In 2010, the International Year of Biodiversity, the focus is on the planet’s most species-rich pockets.
TROPICAL ANDES, SOUTH AMERICA
Original extent: 1,542,644 km2
Habitat remaining: 385,661 km2
Only one quarter of Earth’s most diverse region – the tropical Andes – remains intact. Here, pockets of vegetation contain one sixth of the planet’s plant life in just one per cent of its land area. “Preserving biodiversity is very important – ecosystems provide a number of services essential for human well-being,” says ecologist Will Steffen from the Australian National University in Canberra.
MADAGASCAR
Original extent: 600,461 km2
Habitat remaining: 60,046 km2
A fragment of a lost continent, Madagascar is home to 90 species of primates, including more than 50 lemur species, that are found nowhere else on Earth. Humans have destroyed much of Madagascar’s habitat, but in recent years it has become a model for conservation. Unfortunately, a political coup in March 2009 has derailed efforts.
CERRADO, BRAZIL
Original extent: 2,031,990 km2
Habitat remaining: 438,910 km2
Biodiversity loss in Brazil conjures up images of razed Amazon rainforest.
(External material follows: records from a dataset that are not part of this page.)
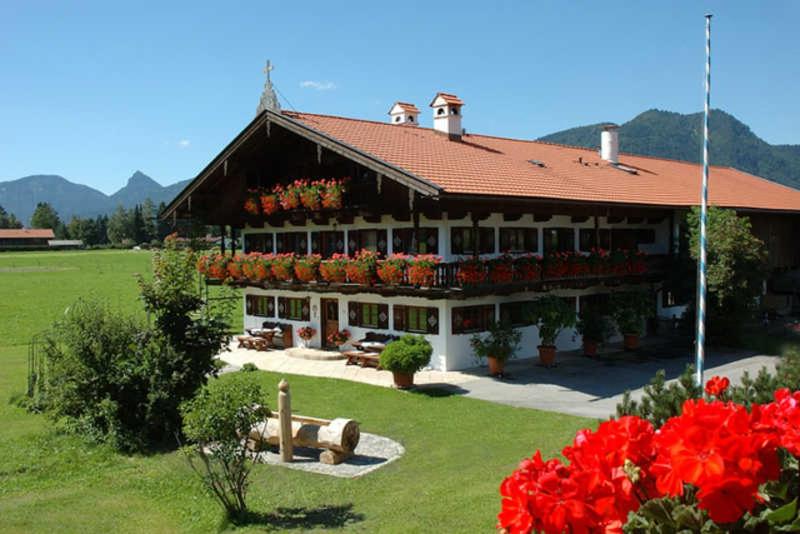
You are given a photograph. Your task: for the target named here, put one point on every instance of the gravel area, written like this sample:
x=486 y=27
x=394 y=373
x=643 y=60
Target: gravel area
x=373 y=452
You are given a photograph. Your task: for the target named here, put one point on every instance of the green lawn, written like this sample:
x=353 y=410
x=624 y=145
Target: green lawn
x=458 y=449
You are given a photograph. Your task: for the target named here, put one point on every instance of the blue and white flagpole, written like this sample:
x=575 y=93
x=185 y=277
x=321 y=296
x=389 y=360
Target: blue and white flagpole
x=701 y=264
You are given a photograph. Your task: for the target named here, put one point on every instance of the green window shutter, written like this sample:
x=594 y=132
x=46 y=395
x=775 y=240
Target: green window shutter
x=383 y=316
x=399 y=317
x=432 y=320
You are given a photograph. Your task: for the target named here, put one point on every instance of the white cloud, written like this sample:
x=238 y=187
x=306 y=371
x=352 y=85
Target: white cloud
x=319 y=86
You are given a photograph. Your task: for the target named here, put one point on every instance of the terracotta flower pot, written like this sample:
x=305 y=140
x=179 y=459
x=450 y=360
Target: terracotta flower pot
x=547 y=355
x=631 y=341
x=496 y=366
x=403 y=380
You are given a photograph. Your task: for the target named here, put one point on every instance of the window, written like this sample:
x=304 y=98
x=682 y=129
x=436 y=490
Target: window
x=327 y=244
x=260 y=305
x=416 y=319
x=296 y=242
x=515 y=313
x=368 y=315
x=588 y=239
x=294 y=309
x=468 y=319
x=374 y=240
x=258 y=242
x=519 y=240
x=462 y=240
x=559 y=239
x=427 y=240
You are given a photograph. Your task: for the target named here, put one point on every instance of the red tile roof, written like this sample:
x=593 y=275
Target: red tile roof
x=27 y=233
x=494 y=166
x=450 y=99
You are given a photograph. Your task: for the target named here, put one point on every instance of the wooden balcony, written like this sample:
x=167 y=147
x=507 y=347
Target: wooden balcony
x=447 y=283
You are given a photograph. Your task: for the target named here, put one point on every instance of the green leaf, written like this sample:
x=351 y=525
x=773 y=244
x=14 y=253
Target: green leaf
x=784 y=514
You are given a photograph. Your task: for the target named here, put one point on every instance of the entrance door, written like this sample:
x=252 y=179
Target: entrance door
x=330 y=320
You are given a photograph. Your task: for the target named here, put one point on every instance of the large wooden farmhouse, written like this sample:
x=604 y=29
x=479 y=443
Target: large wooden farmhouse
x=487 y=206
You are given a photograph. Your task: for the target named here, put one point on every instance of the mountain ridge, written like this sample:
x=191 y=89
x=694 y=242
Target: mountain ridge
x=672 y=135
x=72 y=199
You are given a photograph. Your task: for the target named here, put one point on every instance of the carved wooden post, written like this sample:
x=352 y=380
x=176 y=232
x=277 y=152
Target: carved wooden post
x=285 y=417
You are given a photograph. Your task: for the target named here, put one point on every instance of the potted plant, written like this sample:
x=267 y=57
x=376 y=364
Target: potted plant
x=471 y=271
x=306 y=268
x=283 y=266
x=361 y=269
x=390 y=271
x=629 y=310
x=404 y=357
x=594 y=327
x=339 y=338
x=421 y=269
x=334 y=269
x=501 y=270
x=306 y=334
x=500 y=344
x=551 y=314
But the Cerrado, Brazil’s wide savannah, hosts almost as many plant species as the Amazon Basin (more than 10,000) and is losing vegetation even faster. Two-thirds of the Cerrado have been converted to grow soy beans and graze cattle. Conservation International estimates that the Cerrado ecosystem could be gone by 2030.
INDO-BURMA
Original extent: 2,373,057 km2
Habitat remaining: 118,653 km2
This lush monsoonal region covers two million square kilometres of Asia from Vietnam to India. It hosts 1,300 bird species, 520 reptile species — including one fifth of the world’s freshwater turtle species — and mammals ranging from the large (the iconic and endangered tiger and Indian elephant) to the small (Craseonycteris thonglongyai, the world’s smallest bat at just 2-3 cm long). It is also one of the most threatened hotspots – just 5% of natural habitat remains pristine.